If the user decided to click on through then they can still get to your site, and it will still be encrypted… but don’t do this. Don’t encourage users to ignore these warnings. Make sure your cert is renewed in time!

What happens when a certificate is lost stolen?

It doesn’t matter if the signed cert is stolen; all that information is public. The important part is the private key that we generated all the way back at the beginning of this post while creating the CSR. This private key is what is used to prove communication is to the server, so if someone steals that then they can decrypt your data, or even impersonate you.

There are two ways a certificate can be revoked, and these are under the control of the CA:

  1. Certificate Revocation List (CRL). In this version the CA posts a complete list of revoked certificates. The CRL URI is in a field in the signed certificate so the client knows where to look.
    e.g.

            X509v3 CRL Distribution Points:
    
                Full Name:
                  URI:http://sr.symcb.com/sr.crl
    

    The client must download this list and then check for the serial number of the certificate to see if it has been revoked. The Symantec list mentioned here is currently 167K in size and contains 4700 entries so clients using this approach may cache data. (Of course expired certs may be removed from the CRL, helping to keep the size down).

  2. Online Certificate Status Protocol (OCSP). This version is more API oriented; rather than downloading a complete CRL the web browser can ask specifically for the state of the certificate. Again the URL is present in the signed certificate:

            Authority Information Access:
                OCSP - URI:http://sr.symcd.com
    

    Entries typically have a validity time associated with them, to tell the browser how long to cache the results for.

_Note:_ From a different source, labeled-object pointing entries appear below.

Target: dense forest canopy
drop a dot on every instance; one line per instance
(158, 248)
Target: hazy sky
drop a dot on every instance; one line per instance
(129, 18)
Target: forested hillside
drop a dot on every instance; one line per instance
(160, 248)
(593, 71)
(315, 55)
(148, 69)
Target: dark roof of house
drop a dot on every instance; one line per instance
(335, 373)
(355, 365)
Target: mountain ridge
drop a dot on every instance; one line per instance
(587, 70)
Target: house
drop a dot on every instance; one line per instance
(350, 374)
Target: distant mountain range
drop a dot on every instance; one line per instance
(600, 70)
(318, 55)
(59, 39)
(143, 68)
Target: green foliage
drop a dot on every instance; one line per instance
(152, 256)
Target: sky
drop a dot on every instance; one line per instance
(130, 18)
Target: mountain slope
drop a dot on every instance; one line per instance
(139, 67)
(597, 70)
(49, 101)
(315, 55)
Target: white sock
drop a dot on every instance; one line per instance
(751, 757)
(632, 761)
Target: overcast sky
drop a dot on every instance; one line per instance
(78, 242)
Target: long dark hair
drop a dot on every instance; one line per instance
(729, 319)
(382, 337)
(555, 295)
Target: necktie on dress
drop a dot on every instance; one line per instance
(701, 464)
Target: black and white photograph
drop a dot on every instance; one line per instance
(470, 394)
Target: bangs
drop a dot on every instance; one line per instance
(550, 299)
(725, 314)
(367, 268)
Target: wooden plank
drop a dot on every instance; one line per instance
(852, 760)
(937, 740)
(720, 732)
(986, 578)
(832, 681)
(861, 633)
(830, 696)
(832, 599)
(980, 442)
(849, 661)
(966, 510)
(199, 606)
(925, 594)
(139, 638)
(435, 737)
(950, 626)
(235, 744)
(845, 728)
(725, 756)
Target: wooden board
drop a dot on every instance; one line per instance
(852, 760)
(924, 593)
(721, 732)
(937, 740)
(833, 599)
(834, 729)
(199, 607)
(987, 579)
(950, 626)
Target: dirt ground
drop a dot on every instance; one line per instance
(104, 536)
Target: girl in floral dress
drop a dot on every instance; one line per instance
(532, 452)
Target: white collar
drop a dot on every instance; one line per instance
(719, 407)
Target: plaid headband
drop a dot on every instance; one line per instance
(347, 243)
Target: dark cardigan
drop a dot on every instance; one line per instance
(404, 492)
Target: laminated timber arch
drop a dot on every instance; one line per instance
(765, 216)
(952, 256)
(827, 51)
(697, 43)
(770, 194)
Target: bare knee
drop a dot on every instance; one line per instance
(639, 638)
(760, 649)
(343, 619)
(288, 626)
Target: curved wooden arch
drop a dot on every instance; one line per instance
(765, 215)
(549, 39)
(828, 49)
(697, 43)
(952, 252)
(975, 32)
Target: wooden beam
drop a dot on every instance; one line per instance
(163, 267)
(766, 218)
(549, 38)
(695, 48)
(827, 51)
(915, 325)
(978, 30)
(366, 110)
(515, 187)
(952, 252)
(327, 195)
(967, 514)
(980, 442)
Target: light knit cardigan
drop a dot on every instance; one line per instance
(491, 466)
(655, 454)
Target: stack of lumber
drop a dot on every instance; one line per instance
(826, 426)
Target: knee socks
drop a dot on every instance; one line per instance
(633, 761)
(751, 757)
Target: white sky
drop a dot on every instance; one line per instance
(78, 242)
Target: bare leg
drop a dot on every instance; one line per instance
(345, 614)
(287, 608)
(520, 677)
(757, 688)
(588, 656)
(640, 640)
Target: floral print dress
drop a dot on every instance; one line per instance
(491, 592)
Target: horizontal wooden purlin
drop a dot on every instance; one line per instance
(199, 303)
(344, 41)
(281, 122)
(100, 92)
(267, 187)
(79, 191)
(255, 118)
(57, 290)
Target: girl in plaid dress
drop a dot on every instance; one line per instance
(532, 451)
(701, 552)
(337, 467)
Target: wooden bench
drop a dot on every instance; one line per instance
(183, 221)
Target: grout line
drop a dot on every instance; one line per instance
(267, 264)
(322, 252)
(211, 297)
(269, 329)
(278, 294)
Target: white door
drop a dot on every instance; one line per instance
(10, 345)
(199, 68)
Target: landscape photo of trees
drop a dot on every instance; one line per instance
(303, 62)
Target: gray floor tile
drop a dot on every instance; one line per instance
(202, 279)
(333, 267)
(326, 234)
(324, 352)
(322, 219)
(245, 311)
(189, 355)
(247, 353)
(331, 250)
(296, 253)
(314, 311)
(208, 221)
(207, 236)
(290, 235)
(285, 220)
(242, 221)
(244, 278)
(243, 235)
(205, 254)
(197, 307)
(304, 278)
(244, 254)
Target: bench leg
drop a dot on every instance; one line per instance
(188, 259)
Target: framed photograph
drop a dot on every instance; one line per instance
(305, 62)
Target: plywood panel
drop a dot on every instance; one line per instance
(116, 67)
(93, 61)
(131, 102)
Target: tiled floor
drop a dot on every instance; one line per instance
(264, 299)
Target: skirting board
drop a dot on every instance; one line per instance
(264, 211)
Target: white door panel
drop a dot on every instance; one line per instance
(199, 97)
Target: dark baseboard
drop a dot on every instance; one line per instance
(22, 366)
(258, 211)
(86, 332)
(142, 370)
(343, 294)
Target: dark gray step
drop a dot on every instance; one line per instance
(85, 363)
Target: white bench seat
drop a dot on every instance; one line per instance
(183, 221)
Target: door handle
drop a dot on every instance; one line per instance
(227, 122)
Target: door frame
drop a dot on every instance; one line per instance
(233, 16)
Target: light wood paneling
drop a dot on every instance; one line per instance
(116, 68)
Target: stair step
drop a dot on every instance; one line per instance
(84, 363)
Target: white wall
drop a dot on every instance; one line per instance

    OCSP failures have been the cause of sites becoming unreachable and have some privacy concerns, so a version called OCSP stapling, where the web server presents a signed OCSP response. Apache documentation claims this doesn’t work properly for intermediate certs, but standard OCSP caching may help, here.

Unfortunately, revocation checking isn’t necessarily reliable nor as well performed as it should be. For example, Chrome doesn’t do OCSP at all, and claims to have its own method. It’s purely a function of the client and non-browser clients rarely perform all the validation (or, indeed, any validation) on the certificates.

Summary

This was meant to be a brief introduction to some of the features of an SSL certificate, but it grew a little large! There’s a lot of features available (and I didn’t even talk about client certs, mutual TLS, code signing certs…) and it can get a little complicated.

Fortunately modern tools such as Letsencrypt handle most of this for you (it can handle the key generation, the CSR, the Domain Validation, the chaining and the rotation when certificates are due to expire… magic!). In an enterprise world, companies such as Venafi can act as an interface to hide the complexity, and integrate with your CA of choice.

So, hopefully, most people won’t need to deal with these messy internals so much. But knowing about SSL certs and how they work for assigning identity to a machine will help understand their limitations and what considerations need to in any security model relying on them.